You may still be looking for that one good reason to start using that articulator you had in dental school if you still have it! Well, I’ll give you a few…
I’m always surprised to hear why a lab or dentist chooses not to use an anatomical or semi-adjustable articulator. Most of them think they are really saving time or money by not going thru the face-bow or mounting process. If you don’t think you have time to mount those bigger cases, talk about your delivery procedure.
Most crown and bridge delivery appoints do not have a fee attached to them; they are usually a non-production appointment. If you schedule 45 minutes for a delivery appointment and go past the appointment time because you are adjusting the occlusion, you just lost chair time which equates to a loss of profit.
Productivity: Being able to show the patient what their needs are after a complete exam and treatment plan aids in the patient making an informed decision and increases treatment acceptance.
Predictability: If you use your semi-adjustable articulator during your treatment planning, you have the opportunity for a “dry run” prior to ever touching the patient. Working out the esthetic goals thru wax and then later in the provisionals, will bring you towards a more predictable result.
Precision: Using your semi-adjustable articulator to establish the desired outcome pre-treatment thru equilibration, waxing, provisionals and then to the master prep models guides the laboratory technician to exactly replicate the provisionals in the final restoration. “This is precision dentistry which requires minimal adjustments in the mouth”.

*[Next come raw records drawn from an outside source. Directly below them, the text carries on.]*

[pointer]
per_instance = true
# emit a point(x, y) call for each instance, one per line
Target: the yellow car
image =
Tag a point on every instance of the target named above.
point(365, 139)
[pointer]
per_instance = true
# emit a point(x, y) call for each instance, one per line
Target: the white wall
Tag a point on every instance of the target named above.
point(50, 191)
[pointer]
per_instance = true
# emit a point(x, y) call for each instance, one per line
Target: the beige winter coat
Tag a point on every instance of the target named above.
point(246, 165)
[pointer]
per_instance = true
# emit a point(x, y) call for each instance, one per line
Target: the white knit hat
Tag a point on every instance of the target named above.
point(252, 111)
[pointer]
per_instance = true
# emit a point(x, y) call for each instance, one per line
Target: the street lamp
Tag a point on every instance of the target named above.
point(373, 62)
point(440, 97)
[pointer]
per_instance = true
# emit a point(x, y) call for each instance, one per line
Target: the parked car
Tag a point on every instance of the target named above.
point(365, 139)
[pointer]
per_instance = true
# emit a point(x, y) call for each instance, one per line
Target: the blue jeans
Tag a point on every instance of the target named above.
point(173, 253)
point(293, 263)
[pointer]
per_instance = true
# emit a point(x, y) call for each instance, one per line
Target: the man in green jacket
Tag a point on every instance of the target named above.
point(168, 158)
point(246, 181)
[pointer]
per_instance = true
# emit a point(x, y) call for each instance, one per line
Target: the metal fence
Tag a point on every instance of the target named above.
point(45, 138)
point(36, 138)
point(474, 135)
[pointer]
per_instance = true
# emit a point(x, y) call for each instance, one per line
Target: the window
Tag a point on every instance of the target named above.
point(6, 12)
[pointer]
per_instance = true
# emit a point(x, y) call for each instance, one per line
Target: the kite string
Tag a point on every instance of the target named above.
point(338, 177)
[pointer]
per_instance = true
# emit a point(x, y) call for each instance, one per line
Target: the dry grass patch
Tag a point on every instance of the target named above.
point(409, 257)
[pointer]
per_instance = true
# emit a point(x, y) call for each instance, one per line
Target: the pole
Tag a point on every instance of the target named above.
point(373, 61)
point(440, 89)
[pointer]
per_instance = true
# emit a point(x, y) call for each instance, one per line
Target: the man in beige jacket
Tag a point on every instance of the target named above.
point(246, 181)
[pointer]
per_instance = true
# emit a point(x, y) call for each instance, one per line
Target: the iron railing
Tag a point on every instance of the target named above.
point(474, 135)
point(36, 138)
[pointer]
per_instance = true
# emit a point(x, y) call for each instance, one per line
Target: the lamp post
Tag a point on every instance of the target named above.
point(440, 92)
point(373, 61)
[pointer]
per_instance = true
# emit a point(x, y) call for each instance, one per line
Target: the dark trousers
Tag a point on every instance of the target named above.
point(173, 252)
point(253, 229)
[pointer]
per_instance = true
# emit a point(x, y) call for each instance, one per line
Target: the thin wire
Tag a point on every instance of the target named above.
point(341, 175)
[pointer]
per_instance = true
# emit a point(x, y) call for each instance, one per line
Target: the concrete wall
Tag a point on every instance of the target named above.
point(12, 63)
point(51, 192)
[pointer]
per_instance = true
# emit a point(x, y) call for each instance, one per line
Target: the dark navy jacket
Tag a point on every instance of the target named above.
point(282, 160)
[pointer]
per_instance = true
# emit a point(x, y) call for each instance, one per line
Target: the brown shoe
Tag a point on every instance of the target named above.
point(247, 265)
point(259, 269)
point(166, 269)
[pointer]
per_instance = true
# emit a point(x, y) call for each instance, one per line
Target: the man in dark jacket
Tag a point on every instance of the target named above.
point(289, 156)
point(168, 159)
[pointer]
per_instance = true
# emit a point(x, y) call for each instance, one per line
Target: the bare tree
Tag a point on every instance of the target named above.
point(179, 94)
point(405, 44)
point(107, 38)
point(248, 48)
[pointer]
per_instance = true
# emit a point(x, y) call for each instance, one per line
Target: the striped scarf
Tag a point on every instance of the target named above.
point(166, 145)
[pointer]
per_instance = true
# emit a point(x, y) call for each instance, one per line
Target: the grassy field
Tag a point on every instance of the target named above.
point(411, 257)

Profitability: Creating a treatment result that meets the functional and esthetic goals the first time is profitable. Reducing remakes and keeping in harmony with your dental lab saves time and money making your practice more profitable.
In the end every successful restorative treatment outcome has a planned beginning and end. The vision does not happen by good fortune or accident. After a thorough examination, a treatment plan or “blue print” is essential to a solid foundation for your restorative reconstruction. Utilizing the key elements to aid in the fabrication of your restorative work will minimize frustration and maximize efficiency!